An den Polizeiwachen Harburg, Wilhelmsburg und Neugraben wurden 65 Stellen gestrichen. Politik und Gewerkschaften reagieren wütend.

Hamburg. Jugendliche, die einen Passanten am Bahnhof Harburg totschlagen . Ein 22-Jähriger, der nach einer Abi-Fete erstochen wird. Polizisten, die bei einem Einsatz in Neuwiedenthal angegriffen und schwer verletzt werden. Die von einer Welle der Gewalt erfassten Stadtteile südlich der Elbe kommen derzeit nicht mehr aus den Schlagzeilen heraus. Doch für die jüngste Negativmeldung sorgte nun die Polizei selbst: In den vergangenen fünf Jahren wurden in den heute nur noch drei Polizeikommissariaten (PK) in Wilhelmsburg, Harburg und Neugraben 65 Polizeistellen abgebaut. Das entspricht mehr als 15 Prozent der derzeit noch südlich der Elbe eingesetzten Beamten.

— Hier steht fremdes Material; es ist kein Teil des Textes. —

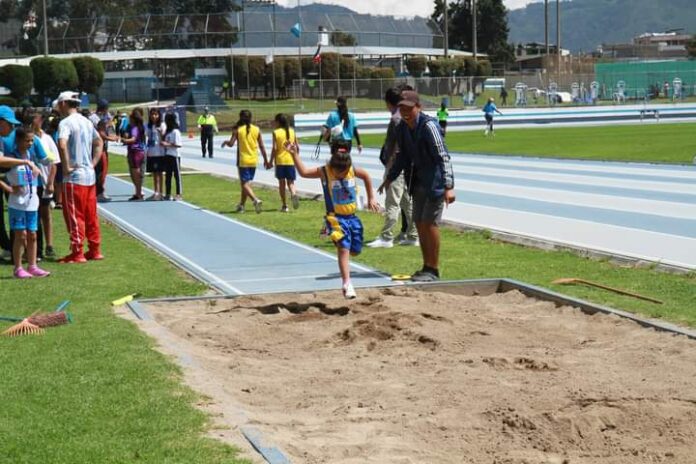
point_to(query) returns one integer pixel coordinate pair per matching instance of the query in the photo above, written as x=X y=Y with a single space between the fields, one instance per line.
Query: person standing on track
x=207 y=125
x=80 y=148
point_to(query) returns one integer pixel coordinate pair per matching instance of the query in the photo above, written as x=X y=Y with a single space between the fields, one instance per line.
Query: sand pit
x=404 y=376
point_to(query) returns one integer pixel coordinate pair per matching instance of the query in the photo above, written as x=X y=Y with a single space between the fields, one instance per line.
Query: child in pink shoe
x=23 y=207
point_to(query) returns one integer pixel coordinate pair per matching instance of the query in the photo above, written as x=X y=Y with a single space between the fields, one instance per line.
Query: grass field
x=95 y=391
x=655 y=143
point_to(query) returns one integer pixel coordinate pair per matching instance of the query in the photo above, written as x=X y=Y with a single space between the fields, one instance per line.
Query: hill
x=585 y=24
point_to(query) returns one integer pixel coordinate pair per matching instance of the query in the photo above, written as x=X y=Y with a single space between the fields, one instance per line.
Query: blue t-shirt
x=334 y=120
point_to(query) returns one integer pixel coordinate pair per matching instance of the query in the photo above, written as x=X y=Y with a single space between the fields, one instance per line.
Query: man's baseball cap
x=69 y=95
x=409 y=98
x=7 y=114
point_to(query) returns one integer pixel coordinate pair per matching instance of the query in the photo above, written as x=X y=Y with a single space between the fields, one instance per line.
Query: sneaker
x=349 y=291
x=20 y=273
x=380 y=243
x=424 y=276
x=36 y=271
x=73 y=258
x=94 y=256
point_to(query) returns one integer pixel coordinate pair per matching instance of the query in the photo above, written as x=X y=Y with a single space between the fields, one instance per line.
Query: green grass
x=464 y=255
x=96 y=391
x=658 y=143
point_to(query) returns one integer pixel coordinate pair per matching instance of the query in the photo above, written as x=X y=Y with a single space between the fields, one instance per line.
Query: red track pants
x=80 y=213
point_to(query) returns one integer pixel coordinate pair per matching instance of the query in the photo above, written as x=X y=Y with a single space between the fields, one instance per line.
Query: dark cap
x=409 y=98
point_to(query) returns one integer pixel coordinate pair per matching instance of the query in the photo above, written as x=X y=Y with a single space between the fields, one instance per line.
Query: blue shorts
x=286 y=172
x=246 y=174
x=346 y=232
x=23 y=220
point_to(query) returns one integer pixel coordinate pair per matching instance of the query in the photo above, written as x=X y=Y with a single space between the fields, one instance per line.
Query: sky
x=393 y=7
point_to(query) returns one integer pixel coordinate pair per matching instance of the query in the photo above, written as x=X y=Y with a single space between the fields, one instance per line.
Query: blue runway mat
x=231 y=256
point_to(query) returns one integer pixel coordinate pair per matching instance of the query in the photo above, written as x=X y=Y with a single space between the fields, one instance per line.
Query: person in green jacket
x=207 y=125
x=442 y=115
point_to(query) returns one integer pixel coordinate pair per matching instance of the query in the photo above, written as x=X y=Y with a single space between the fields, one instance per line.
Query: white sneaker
x=379 y=243
x=349 y=291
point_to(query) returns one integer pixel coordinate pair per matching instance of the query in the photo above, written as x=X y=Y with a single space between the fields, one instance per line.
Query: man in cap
x=430 y=178
x=80 y=148
x=8 y=121
x=103 y=121
x=207 y=124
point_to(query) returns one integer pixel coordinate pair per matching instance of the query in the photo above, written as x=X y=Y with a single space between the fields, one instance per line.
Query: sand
x=404 y=376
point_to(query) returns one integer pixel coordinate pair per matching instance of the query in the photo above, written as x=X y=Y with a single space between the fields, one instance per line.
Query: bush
x=18 y=79
x=90 y=73
x=53 y=75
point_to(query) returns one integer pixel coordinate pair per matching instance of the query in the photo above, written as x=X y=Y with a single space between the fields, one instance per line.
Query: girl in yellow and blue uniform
x=338 y=182
x=249 y=141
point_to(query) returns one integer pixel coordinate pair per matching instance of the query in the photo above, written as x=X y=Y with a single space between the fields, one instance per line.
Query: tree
x=18 y=79
x=90 y=73
x=691 y=47
x=491 y=27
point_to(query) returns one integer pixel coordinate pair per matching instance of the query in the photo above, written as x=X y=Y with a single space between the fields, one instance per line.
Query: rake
x=34 y=324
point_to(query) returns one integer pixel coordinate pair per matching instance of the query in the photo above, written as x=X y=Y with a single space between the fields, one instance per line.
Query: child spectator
x=24 y=207
x=285 y=165
x=338 y=182
x=171 y=145
x=248 y=139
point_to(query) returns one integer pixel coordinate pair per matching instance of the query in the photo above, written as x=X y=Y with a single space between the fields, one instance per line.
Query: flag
x=316 y=59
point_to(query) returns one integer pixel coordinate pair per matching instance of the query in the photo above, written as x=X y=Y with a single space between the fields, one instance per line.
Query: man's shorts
x=286 y=172
x=246 y=174
x=155 y=164
x=346 y=232
x=23 y=220
x=427 y=210
x=136 y=159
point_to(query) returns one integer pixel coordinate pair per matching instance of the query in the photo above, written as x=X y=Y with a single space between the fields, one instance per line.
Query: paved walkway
x=231 y=256
x=640 y=211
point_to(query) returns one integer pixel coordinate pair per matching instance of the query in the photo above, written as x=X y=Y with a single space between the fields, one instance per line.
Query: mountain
x=585 y=24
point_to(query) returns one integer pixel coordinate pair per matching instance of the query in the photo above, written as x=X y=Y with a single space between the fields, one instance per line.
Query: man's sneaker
x=36 y=271
x=94 y=256
x=424 y=276
x=73 y=258
x=20 y=273
x=349 y=291
x=380 y=243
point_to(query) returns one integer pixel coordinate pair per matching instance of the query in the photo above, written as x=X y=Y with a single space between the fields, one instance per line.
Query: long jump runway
x=632 y=210
x=233 y=257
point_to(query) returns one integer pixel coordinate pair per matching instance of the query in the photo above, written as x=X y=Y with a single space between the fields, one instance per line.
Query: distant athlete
x=489 y=110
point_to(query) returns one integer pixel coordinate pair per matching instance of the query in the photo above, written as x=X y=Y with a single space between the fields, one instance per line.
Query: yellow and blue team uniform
x=340 y=195
x=285 y=165
x=247 y=152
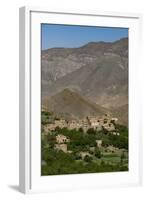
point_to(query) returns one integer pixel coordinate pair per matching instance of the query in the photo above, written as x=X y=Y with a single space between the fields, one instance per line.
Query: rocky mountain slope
x=98 y=71
x=72 y=105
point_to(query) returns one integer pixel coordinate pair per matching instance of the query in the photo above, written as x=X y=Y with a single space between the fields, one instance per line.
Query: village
x=96 y=123
x=94 y=140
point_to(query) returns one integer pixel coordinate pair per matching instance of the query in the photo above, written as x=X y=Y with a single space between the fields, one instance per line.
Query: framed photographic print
x=79 y=100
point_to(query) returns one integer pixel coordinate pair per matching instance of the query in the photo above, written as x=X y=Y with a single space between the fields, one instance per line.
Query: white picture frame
x=29 y=160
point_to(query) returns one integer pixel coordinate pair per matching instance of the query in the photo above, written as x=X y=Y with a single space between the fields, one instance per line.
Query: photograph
x=84 y=99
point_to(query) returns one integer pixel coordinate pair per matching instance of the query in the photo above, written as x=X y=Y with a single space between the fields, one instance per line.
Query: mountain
x=97 y=71
x=121 y=113
x=70 y=104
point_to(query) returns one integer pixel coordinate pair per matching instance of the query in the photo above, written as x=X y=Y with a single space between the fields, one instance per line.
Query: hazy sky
x=76 y=36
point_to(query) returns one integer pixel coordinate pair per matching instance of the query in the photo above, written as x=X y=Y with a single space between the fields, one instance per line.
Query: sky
x=72 y=36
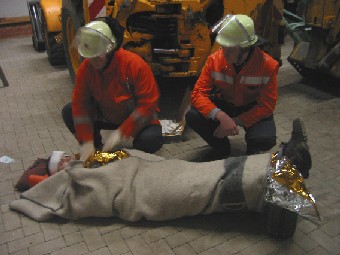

Diese Zahl geht aus der Antwort auf eine Senatsanfrage des SPD-Innenexperten Andreas Dressel hervor, die jetzt veröffentlicht wurde. Angesichts der jüngsten Fälle wirkt sie wie der berühmte Tropfen, der das Fass zum Überlaufen bringt. Nicht zuletzt, seit aufgebrachte Harburger und andere Südhamburger mit Sitzblockaden, Lichterketten und Mahnwachen gegen die Gewaltentwicklung protestieren.

"Jetzt ist Schluss. Wir hier in Harburg werden keine weiteren Einsparmaßnahmen bei der inneren Sicherheit hinnehmen und uns entsprechend bei den anstehenden Haushaltsdebatten beim Senat einbringen", sagte Harburgs CDU-Kreischef Ralf-Dieter Fischer empört nach Bekanntwerden der Personalentwicklung. Er reagiert damit ebenfalls auf die Gerüchte, die Innenbehörde wolle die Stellen von 60 bürgernahen Beamten abbauen - auch in Harburg. Das ruft Harburgs Bezirkschef Torsten Meinberg, CDU, auf den Plan. "Ich erwarte vom Innensenator, dass er Wort hält und den Rotstift beim Fußstreifendienst nicht ansetzt."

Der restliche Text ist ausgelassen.